Thursday, December 17, 2009

Debate w/ the Ambrosini Critique...

So, one thing that's really been gnawing at me, is this: What on Earth is the Fed thinking? One way to proxy this is to see what conservative economists think.

Let's surf over to Greg Mankiw's blog. Oh, let's see, recently he's had plenty of time to plug for his textbook, but he hasn't got an opinion about the Fed's obviously too contractionary policy, or Ben Bernanke's Comedy of Errors as Fed Chairman.

Let's surf over to the Freakonomics Blog. Go there if you need to buy something for an economist for Christmas, but MIT Grad Levitt has no opinion on the Feds Folly. The Freakonomics boys' are only concerned with plugging for their book.

Marginal Revolution? No opinion. Got all these posts on the minimum wage, which is a total non-issue, but nothing about the Fed. Becker-Posner post about the Fed, but just snippets, and neither think the Fed has been too tight with money.

To see what conservatives are thinking about this (to the extent they are even thinking about this), we have to go to Will over at the Ambrosini Critique, with whom this blog has crossed swords with in the past.

Let's see what Will has to say. His points are three: 1) the price level increases are accelerating (he plots what looks like a CPI inclusive of food/energy), 2) Output is increasing, and 3) And "unemployment is not decreasing".

To which I then point out (posting on his blog), that 1) the dip last month in the unemployment rate was noise -- large revisions in the previous two months data plus perhaps people leaving the workforce, and that to have flat unemployment w/out revisions or other special items you can't count on every month, we'd need employment to grow about 150,000/month, so that we cannot yet say that unemployment is "not increasing". The Ambrosini did not address this point in my response, so I assumed he conceded that unemployment is still increasing (although i added that, due to the SA factor, we're likely to be there in January/February...).

2) I then noted that the Core CPI was flat in November.

The Ambrosini Critique responds: "TV, what data are you looking at? The only “core” number that I see flat is CPI excluding energy and food, not seasonally adjusted (and this is entirely due to decreases in food prices). Otherwise, overall CPI is up, core CPI seasonally adjusted is up and the PPI is way up. Is there a good reason to think that NSA core CPI (or food prices more specifically) is more important than all the others?"

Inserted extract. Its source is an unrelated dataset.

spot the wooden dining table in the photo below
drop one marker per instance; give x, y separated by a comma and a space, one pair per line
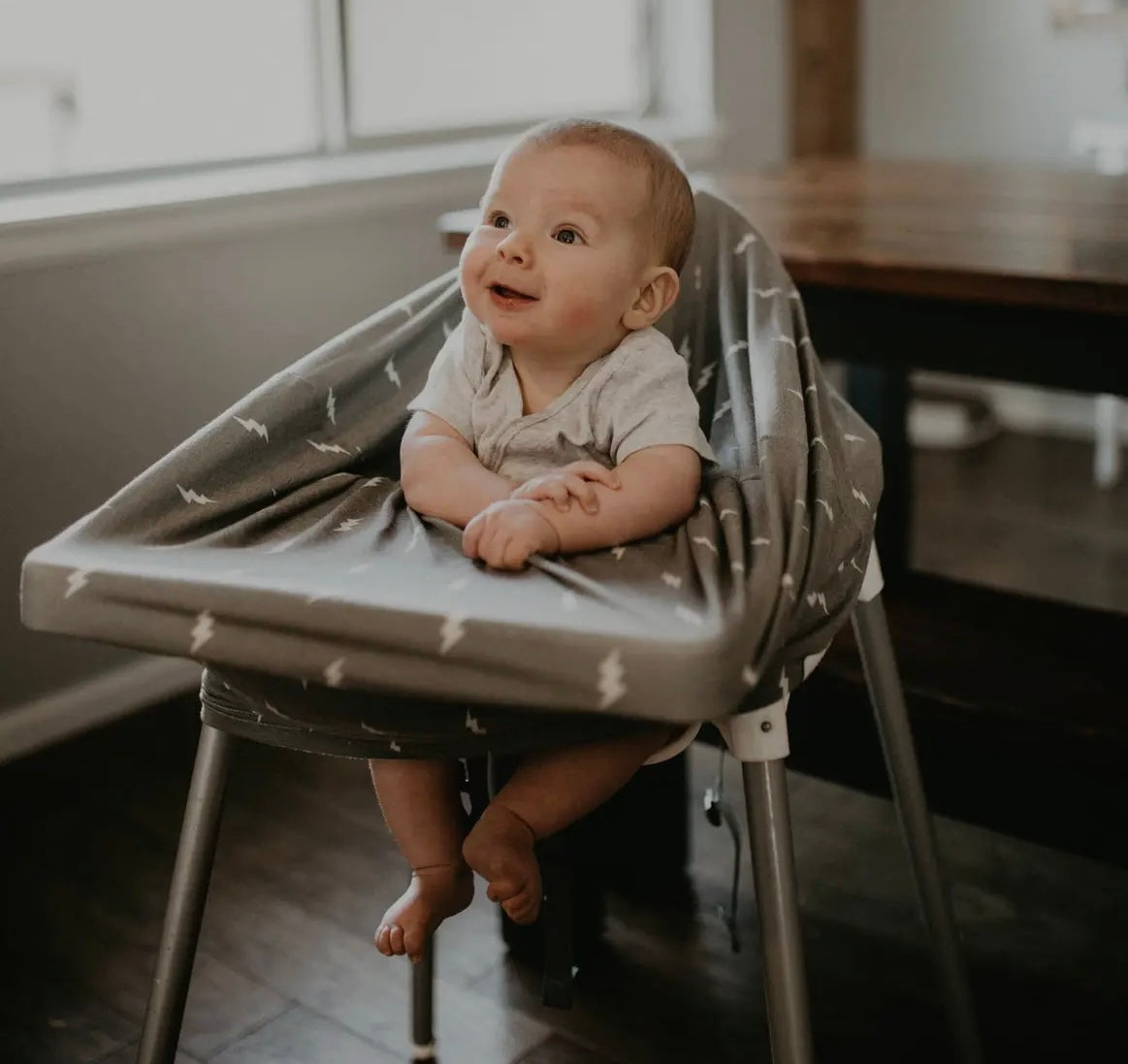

To which I point out that the "CPI excluding energy and food" is the "core CPI" and that the 0.0% change in November is the core CPI SA, not the NSA version. (The NSA version was -.2%, for those interested.)

I also added, incorrectly, that the "PPI, last two months was up a total of .1% if i remember correctly…"

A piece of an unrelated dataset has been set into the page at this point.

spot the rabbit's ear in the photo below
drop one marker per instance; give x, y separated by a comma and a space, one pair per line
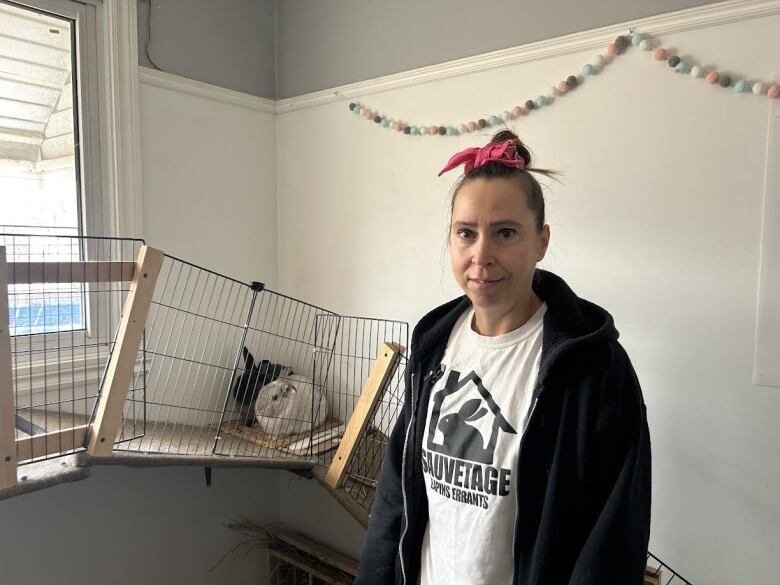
469, 410
249, 359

Smelling blood, Ambrosini critiques: "TV, you don’t have to remember anything. PPI is reported on the front page of bls.gov and its up 2.1% over the last two months… 2.1% over two months is over 13% on an annual basis. I’m not sure your position that policy is too tight is supported by the core inflation data."

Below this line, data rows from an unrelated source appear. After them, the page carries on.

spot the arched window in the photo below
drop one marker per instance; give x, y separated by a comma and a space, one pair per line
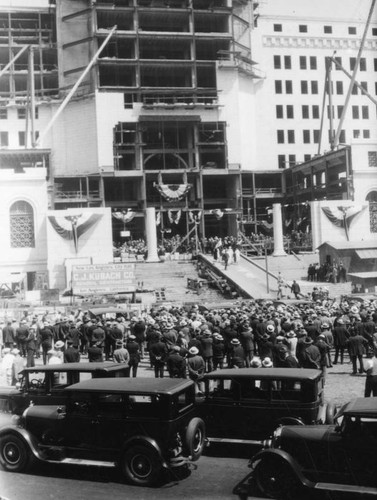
22, 225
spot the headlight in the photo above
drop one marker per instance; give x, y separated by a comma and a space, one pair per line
16, 419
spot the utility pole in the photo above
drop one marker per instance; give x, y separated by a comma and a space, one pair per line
357, 63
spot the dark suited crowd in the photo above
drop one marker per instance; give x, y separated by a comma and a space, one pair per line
190, 341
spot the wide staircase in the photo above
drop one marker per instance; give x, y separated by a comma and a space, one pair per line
169, 282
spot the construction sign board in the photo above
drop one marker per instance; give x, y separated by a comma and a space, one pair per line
95, 279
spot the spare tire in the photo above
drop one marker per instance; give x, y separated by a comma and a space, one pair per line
195, 438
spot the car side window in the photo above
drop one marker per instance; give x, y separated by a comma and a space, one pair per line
287, 390
58, 381
110, 405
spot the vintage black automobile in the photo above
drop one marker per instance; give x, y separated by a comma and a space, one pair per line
44, 384
327, 458
140, 425
253, 402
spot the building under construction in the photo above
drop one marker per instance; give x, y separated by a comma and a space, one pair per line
202, 109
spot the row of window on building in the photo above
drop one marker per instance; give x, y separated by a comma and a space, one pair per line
285, 161
313, 136
311, 62
327, 29
287, 111
307, 87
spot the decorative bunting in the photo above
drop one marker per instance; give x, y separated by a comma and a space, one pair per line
73, 226
194, 218
217, 213
174, 216
343, 216
125, 215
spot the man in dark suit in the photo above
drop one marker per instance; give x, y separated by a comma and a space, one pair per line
132, 347
341, 336
71, 354
356, 348
176, 364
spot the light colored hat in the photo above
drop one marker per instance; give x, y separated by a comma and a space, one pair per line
193, 350
267, 363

Ouch! Had by the Ambrosini Critique... Or was I. I check the numbers myself, and I was wrong -- the core PPI numbers the past two months were -.1%! And so I write: "You were nearly right and I was wrong: Core PPI last two months is -.1%.

Core CPI in November: 0.0%.

The PPI swings much more than the CPI, so the core CPI is the far and away the single most important inflation number published. That doesn’t mean we don’t also look at food and energy, or the PPI, but these other numbers bounce all over the place, and so if you want to know if inflation is getting picked up in the system or not, you look at the Core CPI.

The Core CPI was flat in November.

This was below the Fed’s forecast. The Fed’s forecast for next year is for the Core CPI to be between 1.4-1.7%. That’s below the Fed’s own target, which itself is too low."


So, I don't know what conservatives are thinking. It appears they are just confused over which rates are appropriate for policy analysis and how the unemployment numbers are made. But this cannot be Bernanke's issue, can it?

I think it is more that they fear that once the economy turns around, banks will suddenly start lending out their excess reserves, and if they did, we would have really high inflation. The problem with this is that, first, on the other side, we've got 10% unemployment which gives firms bargaining power over workers, which should hold down wage growth. The second issue is that in between having a flat CPI and hyperinflation, there would be months of very high growth, reductions in unemployment, moderate growth in the core CPI, and a spike in long-term interest rates, which are not now predicting much inflation. During these months, the Fed could reign in its QE, raise the Federal Funds rate, slow the recovery and stamp out any inflation. The key is that the Fed needs to get over the hump first, and we are not over the hump. Maybe we'll get lucky and be there in a few months, but the fact is we are not there yet. There is scant sign of inflation starting to take off, and employment is not yet to the point where we will see sustained reductions in the unemployment rate.

This "fear of the coming hyperinflation" has been going on for a year now. During that time, the unemployment rate has gone from 7 to 10% and the core inflation rate has been well-contained.